Tyler Pfaff
Tyler Pfaff

Reputation: 5052

How to use <regex> in C++11

I'm trying to use a regular expression to accept strings that have sequences like

ifelseifelseififif

So every else needs an if, but not every if needs an else. I know I could do this with pen and paper with a simple regular expression like this ((if)*+(ifelse)*)* .Now I'm not sure if I'll be able to do this with the library as I've never used it before. So would it be possible to accept or reject a string based on a regular expression like the one I wrote above?

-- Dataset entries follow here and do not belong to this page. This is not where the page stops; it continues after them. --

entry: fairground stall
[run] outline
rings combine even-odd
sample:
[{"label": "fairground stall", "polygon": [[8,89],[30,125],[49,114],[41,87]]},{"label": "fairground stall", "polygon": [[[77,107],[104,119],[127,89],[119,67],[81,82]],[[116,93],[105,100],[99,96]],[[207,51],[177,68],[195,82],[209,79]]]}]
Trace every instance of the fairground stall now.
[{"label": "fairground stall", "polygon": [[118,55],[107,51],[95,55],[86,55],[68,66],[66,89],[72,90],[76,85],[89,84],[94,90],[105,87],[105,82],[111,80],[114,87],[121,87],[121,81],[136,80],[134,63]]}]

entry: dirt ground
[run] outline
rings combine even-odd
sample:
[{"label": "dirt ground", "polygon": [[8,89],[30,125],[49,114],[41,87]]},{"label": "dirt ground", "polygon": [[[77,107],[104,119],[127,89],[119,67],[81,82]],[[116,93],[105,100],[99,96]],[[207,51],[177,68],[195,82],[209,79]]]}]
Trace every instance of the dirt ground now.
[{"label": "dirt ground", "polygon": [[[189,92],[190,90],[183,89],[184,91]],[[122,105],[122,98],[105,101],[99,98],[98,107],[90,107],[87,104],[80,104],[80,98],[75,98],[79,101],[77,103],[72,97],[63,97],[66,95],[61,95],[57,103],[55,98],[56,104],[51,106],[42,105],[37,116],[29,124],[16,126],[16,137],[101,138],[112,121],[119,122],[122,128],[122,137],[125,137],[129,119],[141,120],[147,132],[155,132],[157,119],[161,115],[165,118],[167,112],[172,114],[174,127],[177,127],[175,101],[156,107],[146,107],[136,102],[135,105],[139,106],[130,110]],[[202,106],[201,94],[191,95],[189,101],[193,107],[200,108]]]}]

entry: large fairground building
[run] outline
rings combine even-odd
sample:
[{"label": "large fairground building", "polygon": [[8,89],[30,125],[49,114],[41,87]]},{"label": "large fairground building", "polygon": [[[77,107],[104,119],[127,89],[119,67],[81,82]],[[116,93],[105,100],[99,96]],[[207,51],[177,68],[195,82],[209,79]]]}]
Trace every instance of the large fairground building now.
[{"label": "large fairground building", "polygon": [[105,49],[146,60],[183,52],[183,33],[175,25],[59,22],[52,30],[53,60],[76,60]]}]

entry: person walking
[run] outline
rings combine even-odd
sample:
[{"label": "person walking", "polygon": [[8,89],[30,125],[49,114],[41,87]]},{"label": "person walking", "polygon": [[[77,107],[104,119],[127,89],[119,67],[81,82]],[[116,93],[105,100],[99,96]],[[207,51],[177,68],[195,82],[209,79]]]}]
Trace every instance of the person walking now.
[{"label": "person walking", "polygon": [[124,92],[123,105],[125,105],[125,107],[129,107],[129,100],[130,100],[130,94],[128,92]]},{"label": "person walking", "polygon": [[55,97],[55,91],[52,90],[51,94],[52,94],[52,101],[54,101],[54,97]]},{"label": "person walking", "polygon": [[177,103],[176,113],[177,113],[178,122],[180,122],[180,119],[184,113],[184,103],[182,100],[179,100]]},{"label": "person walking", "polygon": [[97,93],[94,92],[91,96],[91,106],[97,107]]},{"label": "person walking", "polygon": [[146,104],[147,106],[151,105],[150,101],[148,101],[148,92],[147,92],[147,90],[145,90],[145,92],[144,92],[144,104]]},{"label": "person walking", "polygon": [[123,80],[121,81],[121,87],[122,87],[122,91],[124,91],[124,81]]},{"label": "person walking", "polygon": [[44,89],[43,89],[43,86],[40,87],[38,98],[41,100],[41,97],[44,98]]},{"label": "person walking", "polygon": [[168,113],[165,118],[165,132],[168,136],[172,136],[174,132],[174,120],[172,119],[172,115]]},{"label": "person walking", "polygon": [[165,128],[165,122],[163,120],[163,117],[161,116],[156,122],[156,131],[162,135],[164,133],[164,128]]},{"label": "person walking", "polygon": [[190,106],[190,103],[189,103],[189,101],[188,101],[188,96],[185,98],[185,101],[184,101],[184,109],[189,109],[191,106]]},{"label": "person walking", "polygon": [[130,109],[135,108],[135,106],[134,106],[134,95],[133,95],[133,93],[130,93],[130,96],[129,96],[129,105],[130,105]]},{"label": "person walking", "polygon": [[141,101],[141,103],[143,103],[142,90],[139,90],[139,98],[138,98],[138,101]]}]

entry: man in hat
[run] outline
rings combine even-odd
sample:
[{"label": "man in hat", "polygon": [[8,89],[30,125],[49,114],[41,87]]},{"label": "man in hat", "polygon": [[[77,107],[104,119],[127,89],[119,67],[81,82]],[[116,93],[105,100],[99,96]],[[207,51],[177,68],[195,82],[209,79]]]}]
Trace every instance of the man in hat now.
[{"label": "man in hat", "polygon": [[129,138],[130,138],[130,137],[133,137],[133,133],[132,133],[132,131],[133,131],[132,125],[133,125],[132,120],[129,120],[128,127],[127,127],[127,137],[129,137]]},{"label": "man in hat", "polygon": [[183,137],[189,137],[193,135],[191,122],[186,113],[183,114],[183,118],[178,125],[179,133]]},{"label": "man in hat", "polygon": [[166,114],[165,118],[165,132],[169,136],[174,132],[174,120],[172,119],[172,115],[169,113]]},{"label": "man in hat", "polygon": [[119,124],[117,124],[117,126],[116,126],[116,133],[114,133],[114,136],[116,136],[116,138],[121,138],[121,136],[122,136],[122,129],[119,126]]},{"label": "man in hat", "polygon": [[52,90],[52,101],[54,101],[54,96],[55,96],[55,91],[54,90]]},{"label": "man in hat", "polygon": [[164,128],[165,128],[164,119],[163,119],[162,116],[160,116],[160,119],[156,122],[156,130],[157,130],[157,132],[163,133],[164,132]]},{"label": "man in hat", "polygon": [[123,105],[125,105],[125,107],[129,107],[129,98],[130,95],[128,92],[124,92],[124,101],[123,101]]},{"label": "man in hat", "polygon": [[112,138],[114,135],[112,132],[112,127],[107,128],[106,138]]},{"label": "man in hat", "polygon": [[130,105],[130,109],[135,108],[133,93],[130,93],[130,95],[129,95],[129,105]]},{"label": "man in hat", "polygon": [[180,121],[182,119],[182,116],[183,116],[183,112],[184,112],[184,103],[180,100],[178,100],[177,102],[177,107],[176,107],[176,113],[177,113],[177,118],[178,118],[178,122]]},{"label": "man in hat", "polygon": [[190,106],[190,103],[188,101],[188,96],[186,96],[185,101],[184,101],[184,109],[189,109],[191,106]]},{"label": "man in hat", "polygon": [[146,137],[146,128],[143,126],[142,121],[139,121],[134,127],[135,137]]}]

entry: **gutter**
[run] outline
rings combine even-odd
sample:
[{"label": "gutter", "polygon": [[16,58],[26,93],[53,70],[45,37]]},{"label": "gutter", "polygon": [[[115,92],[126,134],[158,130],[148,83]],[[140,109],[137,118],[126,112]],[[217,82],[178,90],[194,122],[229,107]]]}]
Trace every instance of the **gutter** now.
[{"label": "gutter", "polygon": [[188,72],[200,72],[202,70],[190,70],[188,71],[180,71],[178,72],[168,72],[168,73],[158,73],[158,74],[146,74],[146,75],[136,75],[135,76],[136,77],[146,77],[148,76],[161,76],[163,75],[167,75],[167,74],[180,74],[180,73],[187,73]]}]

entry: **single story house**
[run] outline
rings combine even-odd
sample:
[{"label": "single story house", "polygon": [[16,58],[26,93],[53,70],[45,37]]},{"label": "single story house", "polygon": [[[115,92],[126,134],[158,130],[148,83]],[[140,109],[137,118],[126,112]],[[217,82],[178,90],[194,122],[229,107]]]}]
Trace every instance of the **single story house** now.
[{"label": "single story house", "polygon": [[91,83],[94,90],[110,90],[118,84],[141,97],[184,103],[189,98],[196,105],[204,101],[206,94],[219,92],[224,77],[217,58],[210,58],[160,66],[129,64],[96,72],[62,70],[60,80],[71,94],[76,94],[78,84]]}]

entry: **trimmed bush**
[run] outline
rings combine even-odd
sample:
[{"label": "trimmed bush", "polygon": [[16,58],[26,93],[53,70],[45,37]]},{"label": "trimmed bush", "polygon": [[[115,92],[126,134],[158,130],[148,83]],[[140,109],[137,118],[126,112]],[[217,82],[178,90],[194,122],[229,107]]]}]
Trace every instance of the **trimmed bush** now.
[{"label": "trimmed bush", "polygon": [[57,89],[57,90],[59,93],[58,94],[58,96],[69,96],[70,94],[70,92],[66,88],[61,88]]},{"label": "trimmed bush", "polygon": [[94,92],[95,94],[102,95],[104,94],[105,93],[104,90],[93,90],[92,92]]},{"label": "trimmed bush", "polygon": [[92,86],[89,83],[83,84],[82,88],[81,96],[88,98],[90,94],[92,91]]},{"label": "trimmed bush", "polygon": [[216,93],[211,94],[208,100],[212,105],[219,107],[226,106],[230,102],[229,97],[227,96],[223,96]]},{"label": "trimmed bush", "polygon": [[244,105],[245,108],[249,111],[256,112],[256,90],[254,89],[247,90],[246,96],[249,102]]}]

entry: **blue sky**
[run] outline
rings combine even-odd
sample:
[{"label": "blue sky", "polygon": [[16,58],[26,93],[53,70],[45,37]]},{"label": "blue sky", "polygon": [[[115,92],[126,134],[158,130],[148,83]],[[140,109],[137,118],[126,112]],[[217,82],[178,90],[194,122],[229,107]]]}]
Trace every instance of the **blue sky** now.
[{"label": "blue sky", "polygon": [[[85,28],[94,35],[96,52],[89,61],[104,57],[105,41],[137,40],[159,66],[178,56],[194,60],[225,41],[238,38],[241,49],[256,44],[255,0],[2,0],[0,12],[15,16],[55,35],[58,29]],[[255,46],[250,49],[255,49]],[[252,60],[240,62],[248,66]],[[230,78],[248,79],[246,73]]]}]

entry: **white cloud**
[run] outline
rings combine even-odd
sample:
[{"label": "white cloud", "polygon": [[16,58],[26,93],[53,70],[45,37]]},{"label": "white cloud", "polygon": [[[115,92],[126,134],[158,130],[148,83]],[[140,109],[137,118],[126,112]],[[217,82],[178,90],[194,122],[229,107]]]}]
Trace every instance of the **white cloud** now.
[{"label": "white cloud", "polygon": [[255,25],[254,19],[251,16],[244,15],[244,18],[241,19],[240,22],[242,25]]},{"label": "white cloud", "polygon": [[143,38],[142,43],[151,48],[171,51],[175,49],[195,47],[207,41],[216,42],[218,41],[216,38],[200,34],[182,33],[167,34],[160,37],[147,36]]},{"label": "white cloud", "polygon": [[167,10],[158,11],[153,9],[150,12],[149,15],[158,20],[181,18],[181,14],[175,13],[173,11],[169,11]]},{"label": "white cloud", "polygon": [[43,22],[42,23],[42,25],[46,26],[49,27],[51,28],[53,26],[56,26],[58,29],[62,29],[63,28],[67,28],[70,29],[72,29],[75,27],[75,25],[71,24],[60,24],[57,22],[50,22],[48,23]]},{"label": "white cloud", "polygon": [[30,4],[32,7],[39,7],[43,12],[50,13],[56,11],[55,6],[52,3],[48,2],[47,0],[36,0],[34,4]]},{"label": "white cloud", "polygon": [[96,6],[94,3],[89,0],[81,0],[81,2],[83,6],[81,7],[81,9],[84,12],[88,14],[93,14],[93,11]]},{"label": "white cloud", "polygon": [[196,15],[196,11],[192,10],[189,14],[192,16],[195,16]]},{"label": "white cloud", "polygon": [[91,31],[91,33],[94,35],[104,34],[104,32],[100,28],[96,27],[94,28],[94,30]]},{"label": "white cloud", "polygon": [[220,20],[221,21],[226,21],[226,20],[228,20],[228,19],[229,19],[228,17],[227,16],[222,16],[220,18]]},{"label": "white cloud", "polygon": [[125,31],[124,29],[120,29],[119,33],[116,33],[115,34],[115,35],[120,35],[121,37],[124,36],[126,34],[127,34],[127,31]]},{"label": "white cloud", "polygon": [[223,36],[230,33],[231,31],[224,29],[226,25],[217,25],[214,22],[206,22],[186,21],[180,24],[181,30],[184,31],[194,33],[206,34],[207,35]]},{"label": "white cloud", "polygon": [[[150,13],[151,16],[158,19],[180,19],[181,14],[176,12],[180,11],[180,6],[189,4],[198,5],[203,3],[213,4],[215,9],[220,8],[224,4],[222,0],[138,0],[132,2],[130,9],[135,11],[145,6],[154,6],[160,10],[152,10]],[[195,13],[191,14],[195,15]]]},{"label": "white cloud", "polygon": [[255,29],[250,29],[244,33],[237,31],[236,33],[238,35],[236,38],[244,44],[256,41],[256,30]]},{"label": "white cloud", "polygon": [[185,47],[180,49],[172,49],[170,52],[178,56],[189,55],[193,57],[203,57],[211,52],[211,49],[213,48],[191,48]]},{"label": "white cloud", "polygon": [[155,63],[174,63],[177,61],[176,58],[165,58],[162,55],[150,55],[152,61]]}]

I wrote this sample to get my feet wet and I don't understand why it returns false. Isn't regex_search() supposed to find substring matches? That snippet prints nope every time.

#include <regex>
#include <iostream>
using namespace std;

int main(){
  string sequence="ifelse";
  regex rx("if");
  if(regex_search(sequence.begin(),sequence.end(),rx)){
    cout<<"match found"<<endl;
  }else{
    cout<<"nope"<<endl;
  }
}

I'm using g++ 4.7 and have tried compiling with both g++ -std=gnu+11 reg.cpp and g++ -std=c++11 reg.cpp

Upvotes: 2

Views: 3499

Answers (2)

aaronman
aaronman

Reputation: 18771

This prints "match found", I just ran it. It wouldn't compile if you weren't using c++11 but heres how I compiled it. clang++ -std=c++11 -stdlib=libc++ reg.cpp

Upvotes: 1

Dr.Tower
Dr.Tower

Reputation: 995

If you are compiling with g++ it may be because regex is not fully supported yet. See here for current C++11 status in g++.